9

This is a question of definition, does the stats community differentiate these terms?

RockScience
  • 2,921

2 Answers2

5

Yes, there is a difference.

A classic time series decomposition model is $$ Y = T + S + C + I, $$ where

\begin{align} Y & = \text{data,} \\ T & = \text{trend,} \\ S & = \text{seasonal,} \\ C & = \text{cyclical,} \\ I & = \text{irregular (i.e. error left over).} \end{align} 'seasonal' refers to REGULAR patterns that occur with time, e.g. oatmeal sales higher in winter, or Starbucks coffee sales being highest at 7 a.m. These are usually very predictable.

'cyclical' refers to longer term patterns like business cycles. These aren't as regular as seasonality, and may involve some subjectivity in estimation.

'periodicity' refers to seasonal component. Periodicity could be monthly, biweekly, hourly, etc.

The equation above has $+$ signs, indicating an additive model. Multiplicative models are also commonly used if the seasonality is multiplicative.

I took out the '*' signs in deference to comments below ;)

mjc
  • 589
zbicyclist
  • 3,423
  • I believe that Trend is what's left over after removing seasonal and cyclical effects and smoothing out irregularity, so it doesn't quite fall into the frequency hierarchy of Cycles < Seasons< Irregularity, which makes it a bit tricky in my mind. I've also seen a combined TC (Trend-Cycle) factor used, where TC < S < I. (I.e. I is highest frequency, S is lower frequency, and TC is lowest frequency.) – Wayne Apr 12 '11 at 21:11
3

Perhaps. Though my take could easily be construed as a bit too anal retentive:

I tend to use the term seasonality as a metaphor for the 'seasons' of the year: i.e. Spring, Summer, Fall, Winter (or 'Almost Winter', Winter, 'Still Winter', and 'Construction' if you live in Pennsylvania...). In other words, I would expect a seasonal trend to have a periodicity of roughly 365 days.

I tend to use the term 'cyclicality' to refer to a response, which when decomposed in frequency space has a single dominant peak.
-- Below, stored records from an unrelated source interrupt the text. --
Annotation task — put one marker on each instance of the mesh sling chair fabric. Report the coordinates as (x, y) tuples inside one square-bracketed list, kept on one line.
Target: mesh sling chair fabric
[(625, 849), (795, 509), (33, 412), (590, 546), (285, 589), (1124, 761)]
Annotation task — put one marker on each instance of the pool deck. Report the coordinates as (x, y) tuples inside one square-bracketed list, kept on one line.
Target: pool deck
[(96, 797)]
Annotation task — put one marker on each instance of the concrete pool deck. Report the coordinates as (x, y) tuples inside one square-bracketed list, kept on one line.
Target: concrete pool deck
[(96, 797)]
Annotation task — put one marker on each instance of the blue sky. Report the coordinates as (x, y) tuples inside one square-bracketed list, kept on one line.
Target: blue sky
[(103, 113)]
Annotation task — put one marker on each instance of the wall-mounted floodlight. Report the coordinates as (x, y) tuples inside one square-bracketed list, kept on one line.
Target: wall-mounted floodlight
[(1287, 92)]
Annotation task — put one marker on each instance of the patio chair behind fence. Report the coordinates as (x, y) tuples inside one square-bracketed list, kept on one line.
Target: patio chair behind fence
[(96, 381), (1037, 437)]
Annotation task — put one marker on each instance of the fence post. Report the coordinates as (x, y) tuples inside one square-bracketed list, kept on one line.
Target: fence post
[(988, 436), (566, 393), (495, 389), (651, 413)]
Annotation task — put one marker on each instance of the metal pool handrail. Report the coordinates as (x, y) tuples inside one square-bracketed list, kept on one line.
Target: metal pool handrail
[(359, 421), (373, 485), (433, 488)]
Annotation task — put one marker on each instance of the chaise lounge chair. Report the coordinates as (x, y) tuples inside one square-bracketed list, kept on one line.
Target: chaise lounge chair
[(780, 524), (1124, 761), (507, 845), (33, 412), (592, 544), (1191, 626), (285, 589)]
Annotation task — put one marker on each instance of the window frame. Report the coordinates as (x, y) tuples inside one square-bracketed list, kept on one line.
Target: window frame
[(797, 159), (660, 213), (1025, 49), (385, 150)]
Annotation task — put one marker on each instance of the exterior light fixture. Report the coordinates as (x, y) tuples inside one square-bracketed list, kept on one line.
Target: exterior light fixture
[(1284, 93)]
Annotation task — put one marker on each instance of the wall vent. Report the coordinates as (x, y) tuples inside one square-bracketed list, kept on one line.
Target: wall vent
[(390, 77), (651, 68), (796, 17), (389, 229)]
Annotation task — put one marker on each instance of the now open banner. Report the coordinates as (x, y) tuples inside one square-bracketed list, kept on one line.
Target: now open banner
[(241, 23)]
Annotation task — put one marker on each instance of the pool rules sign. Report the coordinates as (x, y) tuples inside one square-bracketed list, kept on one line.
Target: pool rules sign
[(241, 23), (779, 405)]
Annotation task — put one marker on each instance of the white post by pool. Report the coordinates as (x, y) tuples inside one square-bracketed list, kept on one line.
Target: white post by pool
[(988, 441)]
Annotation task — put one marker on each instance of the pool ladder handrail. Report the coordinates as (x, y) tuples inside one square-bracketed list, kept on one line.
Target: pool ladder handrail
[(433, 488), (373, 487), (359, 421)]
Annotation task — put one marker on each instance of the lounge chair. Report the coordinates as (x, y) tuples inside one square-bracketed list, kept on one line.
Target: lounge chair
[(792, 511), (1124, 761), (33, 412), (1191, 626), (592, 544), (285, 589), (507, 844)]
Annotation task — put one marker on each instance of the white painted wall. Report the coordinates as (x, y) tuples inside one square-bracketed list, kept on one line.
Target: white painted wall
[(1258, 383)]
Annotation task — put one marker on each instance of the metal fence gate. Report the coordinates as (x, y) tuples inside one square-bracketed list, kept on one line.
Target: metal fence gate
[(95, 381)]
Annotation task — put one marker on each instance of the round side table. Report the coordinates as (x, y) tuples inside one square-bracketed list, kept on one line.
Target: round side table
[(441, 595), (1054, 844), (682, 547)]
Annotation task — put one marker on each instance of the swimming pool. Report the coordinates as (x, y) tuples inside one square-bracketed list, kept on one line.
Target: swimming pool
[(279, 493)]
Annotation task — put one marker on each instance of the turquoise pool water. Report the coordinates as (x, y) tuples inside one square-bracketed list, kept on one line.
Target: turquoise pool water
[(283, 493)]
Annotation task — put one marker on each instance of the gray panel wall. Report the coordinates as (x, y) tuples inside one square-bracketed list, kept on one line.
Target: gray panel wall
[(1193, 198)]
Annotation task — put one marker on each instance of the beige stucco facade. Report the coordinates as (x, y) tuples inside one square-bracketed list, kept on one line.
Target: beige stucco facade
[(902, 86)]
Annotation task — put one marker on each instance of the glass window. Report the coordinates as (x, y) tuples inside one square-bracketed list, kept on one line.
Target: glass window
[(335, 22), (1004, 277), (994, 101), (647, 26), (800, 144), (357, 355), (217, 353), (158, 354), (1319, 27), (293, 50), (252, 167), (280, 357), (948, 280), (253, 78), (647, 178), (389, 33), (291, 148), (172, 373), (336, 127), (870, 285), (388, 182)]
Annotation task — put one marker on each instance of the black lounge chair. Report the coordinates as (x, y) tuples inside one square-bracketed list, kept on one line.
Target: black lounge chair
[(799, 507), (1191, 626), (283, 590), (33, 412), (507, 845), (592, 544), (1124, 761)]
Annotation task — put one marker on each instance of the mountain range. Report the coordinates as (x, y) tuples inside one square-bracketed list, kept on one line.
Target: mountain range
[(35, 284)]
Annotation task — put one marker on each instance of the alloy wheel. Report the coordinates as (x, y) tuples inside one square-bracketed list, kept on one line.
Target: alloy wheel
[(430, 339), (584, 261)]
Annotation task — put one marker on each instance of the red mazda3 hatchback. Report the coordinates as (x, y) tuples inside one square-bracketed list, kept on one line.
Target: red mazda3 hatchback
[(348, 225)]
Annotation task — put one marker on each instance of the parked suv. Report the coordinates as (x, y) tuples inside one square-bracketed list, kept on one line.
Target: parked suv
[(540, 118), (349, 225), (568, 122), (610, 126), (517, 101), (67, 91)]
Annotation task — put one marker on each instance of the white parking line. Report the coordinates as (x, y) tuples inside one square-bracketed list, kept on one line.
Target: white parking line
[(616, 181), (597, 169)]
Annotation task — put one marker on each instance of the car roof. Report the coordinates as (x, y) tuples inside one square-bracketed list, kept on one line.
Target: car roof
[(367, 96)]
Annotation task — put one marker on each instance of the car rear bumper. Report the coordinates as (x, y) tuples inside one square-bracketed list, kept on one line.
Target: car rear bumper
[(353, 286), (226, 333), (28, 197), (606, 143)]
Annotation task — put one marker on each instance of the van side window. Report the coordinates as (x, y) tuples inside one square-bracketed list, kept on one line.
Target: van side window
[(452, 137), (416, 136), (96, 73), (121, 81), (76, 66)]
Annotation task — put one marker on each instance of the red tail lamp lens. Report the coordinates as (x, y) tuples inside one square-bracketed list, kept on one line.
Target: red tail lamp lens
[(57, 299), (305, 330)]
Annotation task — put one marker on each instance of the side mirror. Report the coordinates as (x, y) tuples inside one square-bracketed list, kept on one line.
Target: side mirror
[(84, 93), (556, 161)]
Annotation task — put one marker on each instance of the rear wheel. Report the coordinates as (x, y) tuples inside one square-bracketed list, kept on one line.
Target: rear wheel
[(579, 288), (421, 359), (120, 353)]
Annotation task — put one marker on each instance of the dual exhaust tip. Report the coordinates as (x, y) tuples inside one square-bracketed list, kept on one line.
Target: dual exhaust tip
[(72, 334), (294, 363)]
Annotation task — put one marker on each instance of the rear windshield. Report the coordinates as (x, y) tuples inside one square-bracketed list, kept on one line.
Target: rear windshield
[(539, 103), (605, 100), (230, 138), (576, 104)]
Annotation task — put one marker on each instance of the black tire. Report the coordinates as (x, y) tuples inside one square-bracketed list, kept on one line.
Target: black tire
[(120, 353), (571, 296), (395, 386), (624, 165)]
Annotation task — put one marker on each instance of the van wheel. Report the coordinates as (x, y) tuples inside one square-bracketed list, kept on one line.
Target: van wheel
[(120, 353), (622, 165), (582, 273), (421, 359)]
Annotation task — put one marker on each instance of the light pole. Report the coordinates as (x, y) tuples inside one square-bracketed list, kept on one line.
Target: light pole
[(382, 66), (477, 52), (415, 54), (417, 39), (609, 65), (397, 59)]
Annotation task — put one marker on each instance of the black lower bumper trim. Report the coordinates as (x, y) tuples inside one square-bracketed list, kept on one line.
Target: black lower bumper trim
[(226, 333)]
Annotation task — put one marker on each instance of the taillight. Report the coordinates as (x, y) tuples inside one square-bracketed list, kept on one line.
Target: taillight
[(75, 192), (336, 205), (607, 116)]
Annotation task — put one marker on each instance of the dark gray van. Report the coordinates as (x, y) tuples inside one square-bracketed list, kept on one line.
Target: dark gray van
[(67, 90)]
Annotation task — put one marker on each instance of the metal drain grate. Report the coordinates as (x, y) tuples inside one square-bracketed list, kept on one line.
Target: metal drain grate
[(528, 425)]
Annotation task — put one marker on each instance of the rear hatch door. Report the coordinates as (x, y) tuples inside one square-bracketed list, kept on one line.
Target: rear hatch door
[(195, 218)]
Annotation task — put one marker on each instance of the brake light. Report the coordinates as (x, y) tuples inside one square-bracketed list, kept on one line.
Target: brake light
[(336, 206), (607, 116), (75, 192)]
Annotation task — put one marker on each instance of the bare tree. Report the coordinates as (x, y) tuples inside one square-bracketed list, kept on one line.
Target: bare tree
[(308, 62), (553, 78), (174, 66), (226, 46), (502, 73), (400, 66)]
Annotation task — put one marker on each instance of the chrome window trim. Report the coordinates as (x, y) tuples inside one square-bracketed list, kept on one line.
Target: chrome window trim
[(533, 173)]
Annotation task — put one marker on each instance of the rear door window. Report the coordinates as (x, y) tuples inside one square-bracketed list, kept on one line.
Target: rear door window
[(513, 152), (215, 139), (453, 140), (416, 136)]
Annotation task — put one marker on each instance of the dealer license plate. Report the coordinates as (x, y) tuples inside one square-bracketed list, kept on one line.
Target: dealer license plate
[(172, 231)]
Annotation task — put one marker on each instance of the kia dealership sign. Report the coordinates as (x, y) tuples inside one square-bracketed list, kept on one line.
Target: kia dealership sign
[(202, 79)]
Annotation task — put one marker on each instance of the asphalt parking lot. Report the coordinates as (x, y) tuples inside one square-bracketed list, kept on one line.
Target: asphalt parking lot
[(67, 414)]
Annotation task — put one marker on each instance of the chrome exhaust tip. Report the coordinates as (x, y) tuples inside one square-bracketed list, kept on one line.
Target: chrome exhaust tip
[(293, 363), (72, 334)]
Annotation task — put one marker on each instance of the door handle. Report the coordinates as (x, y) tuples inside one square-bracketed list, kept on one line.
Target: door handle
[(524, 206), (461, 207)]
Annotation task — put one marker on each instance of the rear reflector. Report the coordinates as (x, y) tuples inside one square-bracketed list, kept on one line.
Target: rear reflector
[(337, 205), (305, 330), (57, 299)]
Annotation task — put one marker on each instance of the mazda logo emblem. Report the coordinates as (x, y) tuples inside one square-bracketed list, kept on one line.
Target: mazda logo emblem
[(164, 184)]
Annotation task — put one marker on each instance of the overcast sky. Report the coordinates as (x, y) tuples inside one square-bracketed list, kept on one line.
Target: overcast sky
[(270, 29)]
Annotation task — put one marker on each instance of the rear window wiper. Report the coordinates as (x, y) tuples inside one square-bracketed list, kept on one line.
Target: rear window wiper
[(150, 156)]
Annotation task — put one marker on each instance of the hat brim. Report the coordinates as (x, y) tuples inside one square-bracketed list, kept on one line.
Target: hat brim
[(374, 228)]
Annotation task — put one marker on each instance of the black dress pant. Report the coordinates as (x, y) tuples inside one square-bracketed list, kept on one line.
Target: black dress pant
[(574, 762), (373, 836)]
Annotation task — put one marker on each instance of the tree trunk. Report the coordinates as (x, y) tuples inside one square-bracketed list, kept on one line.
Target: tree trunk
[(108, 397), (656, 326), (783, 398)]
Or, a bit more generally, much as one could stare at an engine, 'cyclicality' implies a dominant cycle -- the piston moves up, and then it moves down, and then it moves up again. Numerically, I would expect low, high, low, high, low, high, etc. So two things: (1) magnitude &/or sign switches from a low to high and (2) these switches occur with a predictable frequency. This rigor naturally evaporates when talking about business cycles -- however, I often find that a dominant frequency remains, e.g. every business quarter, or every year, things are slow for the first few weeks and high pressure the last few weeks... So there is a dominant period, but it could be very different from 'seasonality' which to me implies a year.

Lastly, I tend to use 'periodicity' when referring to the frequency of collecting measurements. Differing from cyclicality, the term 'periodicity' for me implies no expectation for the magnitude or sign of the data collected.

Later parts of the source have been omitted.